When the executive director of PACE Ghana, Kofi Addai, was home visiting the village of Worawora in 2012 he saw that the pre K and kindergarten school building had collapsed and that the middle school students were attending school in bamboo structures. The teachers at the school did not have space to prepare their lessons or grade their papers. They ate lunch under a nearby tree because there was no room for them at the school. After seeing the state of the school, Kofi interacted with teacher, village elders and several members in the community about the school’s poor conditions and how it was having a negative impact on the children and teachers. After the conversation Kofi was inspired to do something about the school to improve the lives of the children in Worawora. The seed of something wonderful had been planted. Although the situation looked overwhelming, Kofi starting talking to people in Worawora about ideas to build a new middle school and then returned to the U.S. and shared his vision with PACE Ghana and other partners in the community.

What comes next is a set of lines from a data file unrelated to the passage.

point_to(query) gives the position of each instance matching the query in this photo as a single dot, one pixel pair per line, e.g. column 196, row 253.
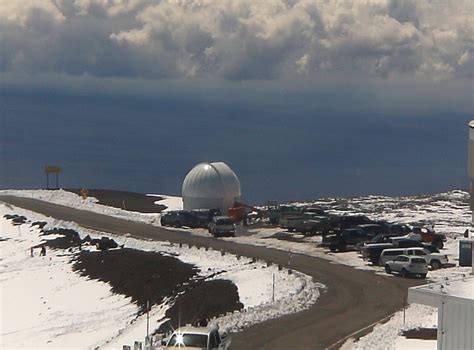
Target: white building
column 210, row 186
column 455, row 303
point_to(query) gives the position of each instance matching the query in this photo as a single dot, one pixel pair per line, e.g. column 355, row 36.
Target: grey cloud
column 237, row 39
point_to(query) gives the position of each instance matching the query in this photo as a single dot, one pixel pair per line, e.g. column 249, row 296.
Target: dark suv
column 181, row 218
column 348, row 237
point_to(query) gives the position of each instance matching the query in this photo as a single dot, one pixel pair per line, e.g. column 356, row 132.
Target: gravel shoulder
column 354, row 299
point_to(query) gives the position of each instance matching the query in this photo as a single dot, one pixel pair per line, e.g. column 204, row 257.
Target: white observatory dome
column 210, row 186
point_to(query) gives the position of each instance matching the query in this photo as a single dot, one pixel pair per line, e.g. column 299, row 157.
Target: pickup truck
column 348, row 237
column 207, row 338
column 372, row 251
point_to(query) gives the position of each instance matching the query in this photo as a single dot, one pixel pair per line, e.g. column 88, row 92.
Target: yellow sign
column 52, row 169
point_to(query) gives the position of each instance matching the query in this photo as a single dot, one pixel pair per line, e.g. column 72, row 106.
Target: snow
column 449, row 212
column 388, row 335
column 45, row 304
column 62, row 309
column 171, row 202
column 90, row 204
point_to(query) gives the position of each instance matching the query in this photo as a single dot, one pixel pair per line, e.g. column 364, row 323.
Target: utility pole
column 273, row 287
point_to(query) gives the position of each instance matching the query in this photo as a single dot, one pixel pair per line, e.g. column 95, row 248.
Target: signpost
column 52, row 169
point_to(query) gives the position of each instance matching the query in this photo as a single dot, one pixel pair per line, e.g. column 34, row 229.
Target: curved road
column 354, row 299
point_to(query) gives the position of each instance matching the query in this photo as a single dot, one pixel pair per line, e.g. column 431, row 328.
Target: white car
column 435, row 260
column 204, row 338
column 407, row 266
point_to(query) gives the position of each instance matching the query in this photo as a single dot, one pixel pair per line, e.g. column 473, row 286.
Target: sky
column 301, row 98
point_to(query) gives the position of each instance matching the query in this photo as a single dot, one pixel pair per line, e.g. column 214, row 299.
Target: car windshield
column 193, row 340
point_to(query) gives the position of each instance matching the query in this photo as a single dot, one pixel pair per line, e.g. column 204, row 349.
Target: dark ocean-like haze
column 282, row 147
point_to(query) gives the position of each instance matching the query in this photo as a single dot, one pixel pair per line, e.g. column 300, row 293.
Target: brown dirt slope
column 131, row 201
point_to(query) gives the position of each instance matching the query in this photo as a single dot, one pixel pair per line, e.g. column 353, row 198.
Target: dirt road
column 354, row 299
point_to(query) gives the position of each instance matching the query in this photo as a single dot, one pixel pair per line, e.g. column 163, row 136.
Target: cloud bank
column 238, row 39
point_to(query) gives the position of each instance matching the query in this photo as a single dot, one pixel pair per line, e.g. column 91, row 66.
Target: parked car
column 348, row 237
column 222, row 226
column 429, row 235
column 407, row 266
column 399, row 229
column 373, row 229
column 207, row 338
column 205, row 215
column 372, row 252
column 435, row 260
column 348, row 221
column 315, row 210
column 179, row 218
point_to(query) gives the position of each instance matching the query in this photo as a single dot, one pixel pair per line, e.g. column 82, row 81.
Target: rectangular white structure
column 455, row 303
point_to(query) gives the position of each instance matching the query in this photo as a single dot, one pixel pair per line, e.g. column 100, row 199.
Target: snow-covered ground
column 73, row 200
column 45, row 304
column 171, row 202
column 449, row 213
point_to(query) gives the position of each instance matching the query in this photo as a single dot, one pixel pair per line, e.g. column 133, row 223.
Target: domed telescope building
column 211, row 186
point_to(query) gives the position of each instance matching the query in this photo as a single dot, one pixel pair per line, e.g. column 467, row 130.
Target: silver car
column 222, row 226
column 407, row 266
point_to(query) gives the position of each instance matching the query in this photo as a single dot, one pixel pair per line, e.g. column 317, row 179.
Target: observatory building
column 211, row 186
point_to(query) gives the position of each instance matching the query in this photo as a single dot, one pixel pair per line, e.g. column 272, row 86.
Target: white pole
column 273, row 287
column 147, row 318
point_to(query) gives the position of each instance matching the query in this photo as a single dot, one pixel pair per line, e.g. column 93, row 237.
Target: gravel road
column 354, row 298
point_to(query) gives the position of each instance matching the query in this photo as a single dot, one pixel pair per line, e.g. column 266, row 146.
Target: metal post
column 273, row 287
column 404, row 309
column 147, row 318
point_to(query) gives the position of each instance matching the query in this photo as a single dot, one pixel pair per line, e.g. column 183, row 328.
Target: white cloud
column 238, row 39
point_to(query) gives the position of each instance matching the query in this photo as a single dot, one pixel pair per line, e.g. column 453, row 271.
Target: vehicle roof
column 196, row 330
column 410, row 256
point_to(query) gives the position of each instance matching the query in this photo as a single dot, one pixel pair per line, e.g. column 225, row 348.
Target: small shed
column 455, row 302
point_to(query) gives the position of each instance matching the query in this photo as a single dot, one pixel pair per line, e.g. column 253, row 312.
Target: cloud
column 238, row 39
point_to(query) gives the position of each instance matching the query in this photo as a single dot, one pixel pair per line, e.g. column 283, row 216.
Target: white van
column 435, row 260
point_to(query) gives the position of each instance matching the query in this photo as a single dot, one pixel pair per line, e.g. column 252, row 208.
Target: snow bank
column 388, row 336
column 44, row 303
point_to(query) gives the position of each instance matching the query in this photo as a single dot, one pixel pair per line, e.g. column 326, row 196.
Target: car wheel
column 435, row 264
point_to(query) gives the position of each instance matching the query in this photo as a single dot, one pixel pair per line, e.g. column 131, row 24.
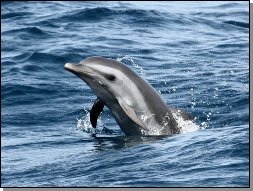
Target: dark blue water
column 195, row 54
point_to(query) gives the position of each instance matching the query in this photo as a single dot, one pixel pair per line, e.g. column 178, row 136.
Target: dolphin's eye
column 111, row 77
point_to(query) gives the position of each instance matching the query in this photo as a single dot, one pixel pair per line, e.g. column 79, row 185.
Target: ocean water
column 195, row 54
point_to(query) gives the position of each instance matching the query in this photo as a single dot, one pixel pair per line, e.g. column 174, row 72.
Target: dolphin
column 136, row 106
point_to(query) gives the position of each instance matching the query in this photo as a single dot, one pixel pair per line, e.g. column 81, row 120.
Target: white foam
column 186, row 125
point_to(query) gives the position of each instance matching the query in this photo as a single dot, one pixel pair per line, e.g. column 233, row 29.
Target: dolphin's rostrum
column 136, row 106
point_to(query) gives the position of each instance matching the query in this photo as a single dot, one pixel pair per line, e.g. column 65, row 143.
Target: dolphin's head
column 106, row 77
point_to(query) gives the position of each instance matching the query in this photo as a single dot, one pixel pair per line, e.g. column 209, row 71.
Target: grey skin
column 136, row 106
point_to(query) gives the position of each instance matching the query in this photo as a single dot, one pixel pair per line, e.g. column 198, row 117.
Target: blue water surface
column 195, row 54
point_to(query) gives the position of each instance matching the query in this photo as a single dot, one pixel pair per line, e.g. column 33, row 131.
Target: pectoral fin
column 130, row 112
column 96, row 109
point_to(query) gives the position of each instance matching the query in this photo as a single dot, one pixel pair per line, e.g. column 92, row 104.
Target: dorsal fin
column 96, row 109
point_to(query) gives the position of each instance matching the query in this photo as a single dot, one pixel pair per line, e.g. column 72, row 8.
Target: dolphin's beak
column 79, row 70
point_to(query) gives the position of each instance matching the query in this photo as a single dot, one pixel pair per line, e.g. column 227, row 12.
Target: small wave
column 231, row 45
column 89, row 14
column 34, row 31
column 13, row 14
column 237, row 23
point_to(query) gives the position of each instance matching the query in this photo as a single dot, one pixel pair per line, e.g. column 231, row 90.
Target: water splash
column 83, row 124
column 138, row 69
column 185, row 126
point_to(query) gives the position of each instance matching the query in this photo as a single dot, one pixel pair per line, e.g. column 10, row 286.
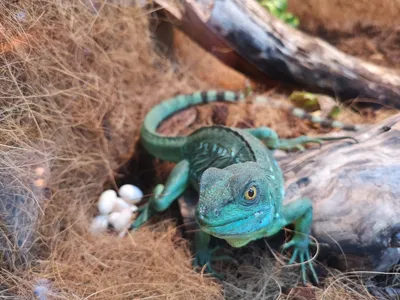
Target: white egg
column 120, row 205
column 130, row 193
column 107, row 201
column 99, row 224
column 134, row 208
column 121, row 220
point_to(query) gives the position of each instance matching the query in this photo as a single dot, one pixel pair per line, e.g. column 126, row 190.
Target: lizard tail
column 302, row 114
column 169, row 148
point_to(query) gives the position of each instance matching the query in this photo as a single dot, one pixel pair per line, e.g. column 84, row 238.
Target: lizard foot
column 203, row 258
column 301, row 251
column 147, row 210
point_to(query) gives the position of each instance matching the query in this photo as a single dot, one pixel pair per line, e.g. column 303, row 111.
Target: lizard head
column 237, row 201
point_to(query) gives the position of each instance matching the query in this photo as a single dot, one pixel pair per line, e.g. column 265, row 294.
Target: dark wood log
column 355, row 190
column 246, row 37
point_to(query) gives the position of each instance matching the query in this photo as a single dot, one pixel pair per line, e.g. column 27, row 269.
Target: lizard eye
column 251, row 193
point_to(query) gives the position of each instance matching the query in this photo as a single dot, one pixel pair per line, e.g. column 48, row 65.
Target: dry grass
column 75, row 85
column 346, row 14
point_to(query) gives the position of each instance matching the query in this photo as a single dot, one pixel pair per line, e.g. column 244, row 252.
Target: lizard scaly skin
column 239, row 182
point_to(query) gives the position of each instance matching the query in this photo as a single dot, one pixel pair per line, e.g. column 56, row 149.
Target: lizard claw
column 147, row 210
column 301, row 252
column 203, row 258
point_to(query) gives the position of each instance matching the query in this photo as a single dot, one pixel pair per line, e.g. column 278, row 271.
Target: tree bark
column 246, row 37
column 355, row 190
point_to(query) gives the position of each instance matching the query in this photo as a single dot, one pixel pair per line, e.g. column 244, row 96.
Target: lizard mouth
column 237, row 226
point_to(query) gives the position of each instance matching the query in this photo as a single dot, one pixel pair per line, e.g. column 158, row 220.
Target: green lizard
column 239, row 182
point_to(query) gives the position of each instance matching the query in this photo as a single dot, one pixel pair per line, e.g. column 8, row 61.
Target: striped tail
column 169, row 148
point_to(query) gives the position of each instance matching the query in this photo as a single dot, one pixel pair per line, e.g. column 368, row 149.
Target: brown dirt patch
column 365, row 29
column 75, row 85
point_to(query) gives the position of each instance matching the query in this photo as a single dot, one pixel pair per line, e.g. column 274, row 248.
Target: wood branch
column 355, row 190
column 246, row 37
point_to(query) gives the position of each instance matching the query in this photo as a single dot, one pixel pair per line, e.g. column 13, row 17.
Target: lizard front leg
column 163, row 196
column 300, row 212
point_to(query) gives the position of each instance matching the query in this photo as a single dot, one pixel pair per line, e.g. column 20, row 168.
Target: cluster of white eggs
column 117, row 210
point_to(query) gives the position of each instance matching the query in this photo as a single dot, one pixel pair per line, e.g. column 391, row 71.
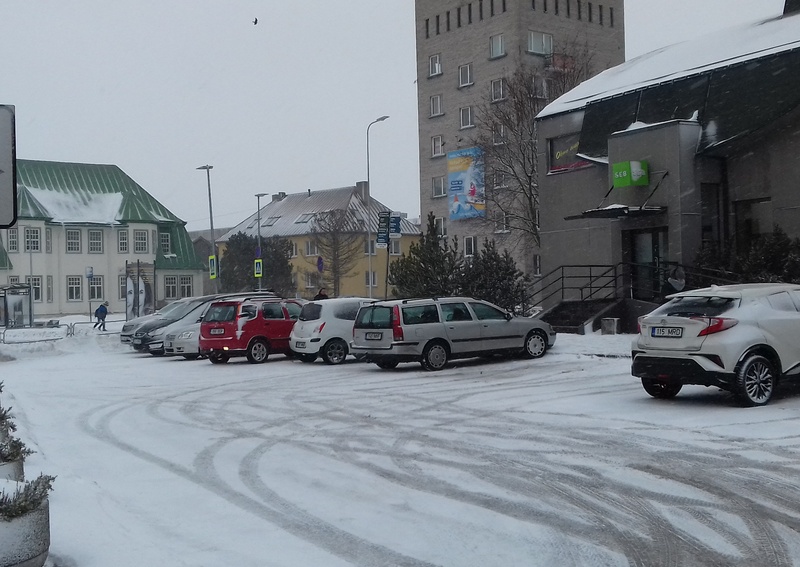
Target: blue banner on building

Over the next couple of years ideas were developed, support from the elders and community in Worawora was received, and the first small group of four people from Syracuse, NY travelled to work on the middle school project in July 2014. The team saw firsthand the condition of the local middle school classrooms. This was a very difficult environment for students to learn and teachers to inspire students. As a first step in the project the 2014 team joined the community members, teachers and students to start laying the foundation for the school. Early one morning over 200 community members showed up to dig and haul dirt to fill in the foundation. Working side by side with the people of Worawora was powerful and inspiring. By the time this team left in late July, 2014 the foundation had been laid for a new school with three classrooms and a teacher/administration room, but there was still a long way to go (Photo 3). We envisioned that it would take another 4-5 years to complete the building before the students could have a safe place to learn and grow.

Over the next year and a half progress on the school project was slow but steady as funds were raised by PACE Ghana and partners and committed individuals in Ghana continued to move the project forward. Walls went up and then the roof was installed. Many of the local builders and suppliers in Worawora provided services and materials at very cheap rates as one way to contribute to this project for children in the community. Early in 2016 PACE Ghana and their partners started to discuss what it would take to complete the project in time for the students to occupy the school in August of 2016, about two years ahead of schedule. There was a lot of work to complete and funds needed to raised, but with growing excitement around the project, this goal seemed possible.

To complete the task many people and partners in both North America and Ghana pulled together. In May 2016 a group of students from Fordham University traveled to Worawora and purchased materials to plaster both the inside and outside building. A team of nine people including several PACE Ghana board members and partners from First Baptist Church in Syracuse traveled to Worawora. They arrived late one night after a long two day journey from Syracuse, NY. The next morning the team was tired but excited and anxious to go and see the school. As the team walked through the town and into the clearing the school appeared in front of us and it was an amazing and very moving site. Two years earlier some of these team members had seen nothing more than a stack of blocks in a field and a trench marking out where the foundation would go. Now there was a building with walls, a roof and a few windows . Over the next few days the team painted the building and local installed windows and doors (Photo 6 and 7). At the same time as the building was being completed a team from the community was organizing a commissioning event.

The commissioning of the school was a huge community celebration with several hundred people in attendance including children from several schools, community elders, government officials and religious leaders from across the community. A highlight of this event was when a fifth grade student got up in front of his teachers, community elders and government officials and gave a wonderful speech about how the school would make a difference in his life and the lives of many children for years to come. At the end of the event the elders and government officials cut the ribbon at the school and officially opened the building. What started as a vision that Kofi had four years earlier after conversations with a few community members and elders was now a four classroom school that represents a new future for children in Worawora. While the celebration occurred it was also clear that the project is not quite done. The students needed desks so they could start using the building. To date PACE Ghana and local partners in Worawora have built 60 desks for the children, but another 60 are needed to fill the classrooms.

This project has been possible because of the involvement of many different people and organizations in Worawora, Syracuse, New York City and many other locations in North America. Each and every one of them has played an essential role in the process that is now improving educational opportunities for students in Worawora, Ghana.